Brussels municipal authorities have raised concerns about the potential financial impact of measures that De Wever's government plans to introduce, L'Echo reports.
Experts from Brulocalis, the association of local authorities in the Brussels-Capital Region, estimated that the changes will cost the communes up to €1.65 billion by 2029. This is due mainly to the reforms on unemployment benefits, personal income tax, pensions, and police zones.
"The impact of these measures on Brussels' municipalities and CPASs would be quite significant. We have made an overall estimate, based on full measures, which indicate a deficit of almost half a billion euros per year from 2029 onwards," William Verstappen, advisor at Brulocalis, explained to L'Echo.
The government soon intends to reform how social security is handled. The changes will transfer a large part of the financial management of the Public Centres for Social Welfare (CPAS) to the region. But many of the CPAS in Brussels have structural problems and staffing problems which will make them ill equipped to deal with an influx of claimants and the administration that brings.

The Public Centre for Social Welfare of the City of Brussels. Credit: Belga / Siska Gremmelprez
Limiting unemployment benefits after two years for employees younger than 55 is calculated to affect around 45,000 Brussels residents.

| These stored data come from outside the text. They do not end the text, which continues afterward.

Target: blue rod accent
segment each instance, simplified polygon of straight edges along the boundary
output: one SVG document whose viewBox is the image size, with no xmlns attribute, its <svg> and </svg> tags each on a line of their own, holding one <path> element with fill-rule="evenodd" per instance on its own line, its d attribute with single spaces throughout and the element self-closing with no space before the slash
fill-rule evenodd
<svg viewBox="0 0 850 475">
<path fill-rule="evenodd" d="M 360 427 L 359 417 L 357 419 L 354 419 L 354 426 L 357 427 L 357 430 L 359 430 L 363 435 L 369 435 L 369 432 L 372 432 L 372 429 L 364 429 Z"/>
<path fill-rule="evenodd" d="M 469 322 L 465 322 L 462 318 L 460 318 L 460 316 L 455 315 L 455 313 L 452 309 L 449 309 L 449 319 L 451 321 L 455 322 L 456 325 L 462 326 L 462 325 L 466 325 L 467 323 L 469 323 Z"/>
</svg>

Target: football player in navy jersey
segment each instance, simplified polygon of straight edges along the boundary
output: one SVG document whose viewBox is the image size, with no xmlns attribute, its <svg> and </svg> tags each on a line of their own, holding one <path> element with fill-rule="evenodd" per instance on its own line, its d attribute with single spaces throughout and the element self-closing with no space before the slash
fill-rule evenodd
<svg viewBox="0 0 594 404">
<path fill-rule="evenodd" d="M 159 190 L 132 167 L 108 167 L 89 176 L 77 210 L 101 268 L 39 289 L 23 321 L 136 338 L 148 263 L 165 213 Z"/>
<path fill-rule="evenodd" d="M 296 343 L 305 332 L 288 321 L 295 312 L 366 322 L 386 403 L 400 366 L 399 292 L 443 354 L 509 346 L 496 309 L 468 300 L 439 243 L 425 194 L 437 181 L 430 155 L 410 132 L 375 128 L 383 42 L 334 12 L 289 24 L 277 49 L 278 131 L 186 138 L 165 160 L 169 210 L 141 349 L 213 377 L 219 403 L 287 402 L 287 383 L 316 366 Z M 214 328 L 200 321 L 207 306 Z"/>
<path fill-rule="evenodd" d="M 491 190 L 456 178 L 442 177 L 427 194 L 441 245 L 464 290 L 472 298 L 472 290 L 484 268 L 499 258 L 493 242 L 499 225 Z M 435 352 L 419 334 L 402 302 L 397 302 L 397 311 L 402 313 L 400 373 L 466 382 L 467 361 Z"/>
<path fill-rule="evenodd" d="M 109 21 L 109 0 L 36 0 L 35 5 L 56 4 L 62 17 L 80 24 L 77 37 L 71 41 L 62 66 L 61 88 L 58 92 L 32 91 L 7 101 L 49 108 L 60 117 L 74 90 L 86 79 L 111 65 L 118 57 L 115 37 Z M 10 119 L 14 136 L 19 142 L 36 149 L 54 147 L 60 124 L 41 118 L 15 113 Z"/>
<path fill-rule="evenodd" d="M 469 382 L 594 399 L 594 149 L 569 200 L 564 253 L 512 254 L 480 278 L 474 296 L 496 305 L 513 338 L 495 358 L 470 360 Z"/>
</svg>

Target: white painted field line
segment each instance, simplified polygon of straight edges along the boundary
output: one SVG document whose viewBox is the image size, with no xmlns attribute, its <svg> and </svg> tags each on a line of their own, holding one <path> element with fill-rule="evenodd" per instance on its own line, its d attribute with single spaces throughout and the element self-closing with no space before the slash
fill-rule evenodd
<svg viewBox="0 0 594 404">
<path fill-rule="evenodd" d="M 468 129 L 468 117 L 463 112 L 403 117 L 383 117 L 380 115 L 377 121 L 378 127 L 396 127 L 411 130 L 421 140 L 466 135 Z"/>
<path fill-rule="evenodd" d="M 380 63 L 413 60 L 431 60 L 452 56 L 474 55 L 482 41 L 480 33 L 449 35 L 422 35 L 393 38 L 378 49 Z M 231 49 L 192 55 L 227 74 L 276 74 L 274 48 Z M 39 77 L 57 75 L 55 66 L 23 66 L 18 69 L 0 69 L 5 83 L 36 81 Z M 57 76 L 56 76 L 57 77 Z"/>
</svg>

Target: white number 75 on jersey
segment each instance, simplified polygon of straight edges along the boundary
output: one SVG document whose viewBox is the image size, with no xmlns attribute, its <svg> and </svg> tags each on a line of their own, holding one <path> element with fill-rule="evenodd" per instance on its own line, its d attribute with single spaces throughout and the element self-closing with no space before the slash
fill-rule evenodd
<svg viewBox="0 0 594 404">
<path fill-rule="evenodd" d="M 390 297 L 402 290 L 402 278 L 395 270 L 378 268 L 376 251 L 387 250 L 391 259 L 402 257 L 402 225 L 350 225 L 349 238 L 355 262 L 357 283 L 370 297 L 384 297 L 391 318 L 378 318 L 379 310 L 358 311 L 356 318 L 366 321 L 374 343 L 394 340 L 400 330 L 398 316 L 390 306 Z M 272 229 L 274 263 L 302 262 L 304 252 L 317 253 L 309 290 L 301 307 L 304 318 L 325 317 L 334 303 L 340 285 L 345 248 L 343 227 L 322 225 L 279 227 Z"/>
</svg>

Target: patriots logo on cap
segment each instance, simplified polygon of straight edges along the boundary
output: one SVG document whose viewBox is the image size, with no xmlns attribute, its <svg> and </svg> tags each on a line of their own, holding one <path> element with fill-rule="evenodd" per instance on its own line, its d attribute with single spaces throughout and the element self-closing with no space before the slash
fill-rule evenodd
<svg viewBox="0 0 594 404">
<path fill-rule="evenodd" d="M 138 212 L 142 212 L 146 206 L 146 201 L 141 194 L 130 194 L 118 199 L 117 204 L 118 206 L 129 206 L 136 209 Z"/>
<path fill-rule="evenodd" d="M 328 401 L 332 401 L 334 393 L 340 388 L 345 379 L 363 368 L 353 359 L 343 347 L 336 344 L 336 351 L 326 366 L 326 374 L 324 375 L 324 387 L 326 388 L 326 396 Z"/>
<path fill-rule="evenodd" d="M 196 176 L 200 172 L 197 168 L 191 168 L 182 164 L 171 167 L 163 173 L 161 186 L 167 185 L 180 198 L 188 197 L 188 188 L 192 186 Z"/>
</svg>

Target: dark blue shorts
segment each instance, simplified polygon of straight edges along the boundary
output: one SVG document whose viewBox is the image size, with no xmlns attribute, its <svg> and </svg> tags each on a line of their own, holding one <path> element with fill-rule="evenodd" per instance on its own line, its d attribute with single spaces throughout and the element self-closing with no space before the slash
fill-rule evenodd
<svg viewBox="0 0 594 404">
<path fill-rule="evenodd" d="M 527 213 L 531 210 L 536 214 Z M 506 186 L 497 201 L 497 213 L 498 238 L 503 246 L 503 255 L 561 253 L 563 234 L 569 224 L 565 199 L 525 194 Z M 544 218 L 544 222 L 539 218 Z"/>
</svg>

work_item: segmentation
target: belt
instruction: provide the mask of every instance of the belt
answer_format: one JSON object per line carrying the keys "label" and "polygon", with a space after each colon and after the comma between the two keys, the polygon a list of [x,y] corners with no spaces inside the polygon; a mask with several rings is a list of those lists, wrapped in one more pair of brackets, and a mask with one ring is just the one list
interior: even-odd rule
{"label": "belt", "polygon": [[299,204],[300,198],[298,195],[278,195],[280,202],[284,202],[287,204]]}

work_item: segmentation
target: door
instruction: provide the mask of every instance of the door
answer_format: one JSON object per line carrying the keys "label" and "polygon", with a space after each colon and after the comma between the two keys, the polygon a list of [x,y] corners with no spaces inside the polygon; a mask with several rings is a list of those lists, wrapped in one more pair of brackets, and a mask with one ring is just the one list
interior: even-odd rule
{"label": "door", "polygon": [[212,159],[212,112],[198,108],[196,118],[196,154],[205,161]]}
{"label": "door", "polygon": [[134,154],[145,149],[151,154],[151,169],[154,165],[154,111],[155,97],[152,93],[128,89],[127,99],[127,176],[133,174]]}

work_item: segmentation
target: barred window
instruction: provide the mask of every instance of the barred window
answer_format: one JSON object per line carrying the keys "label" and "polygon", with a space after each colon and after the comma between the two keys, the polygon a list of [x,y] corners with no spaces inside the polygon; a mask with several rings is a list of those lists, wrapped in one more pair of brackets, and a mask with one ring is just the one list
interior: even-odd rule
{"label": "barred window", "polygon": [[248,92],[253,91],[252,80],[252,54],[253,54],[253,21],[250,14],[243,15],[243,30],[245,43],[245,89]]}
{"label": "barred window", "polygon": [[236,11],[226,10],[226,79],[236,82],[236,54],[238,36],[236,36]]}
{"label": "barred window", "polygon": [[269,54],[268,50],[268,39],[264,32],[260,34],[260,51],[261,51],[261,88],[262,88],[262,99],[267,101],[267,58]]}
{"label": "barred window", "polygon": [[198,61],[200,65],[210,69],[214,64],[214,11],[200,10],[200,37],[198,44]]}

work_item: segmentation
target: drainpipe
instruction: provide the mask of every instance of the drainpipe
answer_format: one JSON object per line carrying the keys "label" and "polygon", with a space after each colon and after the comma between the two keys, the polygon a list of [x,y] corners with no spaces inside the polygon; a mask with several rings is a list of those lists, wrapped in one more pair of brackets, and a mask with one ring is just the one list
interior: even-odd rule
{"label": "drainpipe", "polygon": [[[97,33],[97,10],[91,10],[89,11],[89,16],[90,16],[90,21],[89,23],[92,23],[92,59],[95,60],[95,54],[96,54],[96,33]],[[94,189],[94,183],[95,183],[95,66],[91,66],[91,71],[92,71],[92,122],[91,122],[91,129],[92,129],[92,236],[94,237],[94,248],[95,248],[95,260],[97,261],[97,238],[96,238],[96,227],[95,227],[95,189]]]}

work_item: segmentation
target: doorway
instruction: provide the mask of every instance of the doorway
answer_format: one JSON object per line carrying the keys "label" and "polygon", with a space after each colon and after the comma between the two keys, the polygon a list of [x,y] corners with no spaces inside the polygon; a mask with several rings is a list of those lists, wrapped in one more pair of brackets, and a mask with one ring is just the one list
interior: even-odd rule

Out of these, around 60% require social welfare assistance from the capital's CPAS – amounting to around 27,000 people relying on their services.
In the Brussels-Capital Region, the number of people receiving the Social Integration Income (RIS) would rise from around 44,000 to 74,500. Georgy Manalis, President of the Brussels federation of CPAS, expects this would cost between €20 and €25 million to hire the social workers to manage the flow of these new cases.
Verstappen expressed doubts about the government's plan to put in place a bonus-malus system, which will reward CPAS that are performing well and penalise those that are not. "The funding CPAS will now be conditional on how many people it gets back into employment – this is a totally new mechanism." Previously, the CPASs have always been provided funding according to their requirements rather than their results.
For Manalis, the changes pose a huge challenge to the region's CPAS, which not only will need a much larger workforce but also a new working method to handle the cases. Faced with the feared influx of people turning to the CPAS in the future, Brulocalis is considering a way of dealing with it. The idea could be to work in quotas.
Public sector pensions and tax reform
Besides the changes to social welfare centres, the Arizona government will put the pension cost of retired public sector workers on municipalities. This is projected to cost Brussels municipalities an additional €40 million every year from 2029. Brulocalis questions how local authorities will cope with this pension burden.
Brulocalis also estimates that the tax reform could create a shortfall of €25 million for the finances of the Brussels municipalities by 2029. This is more than the Michel government's tax shift (€24 million).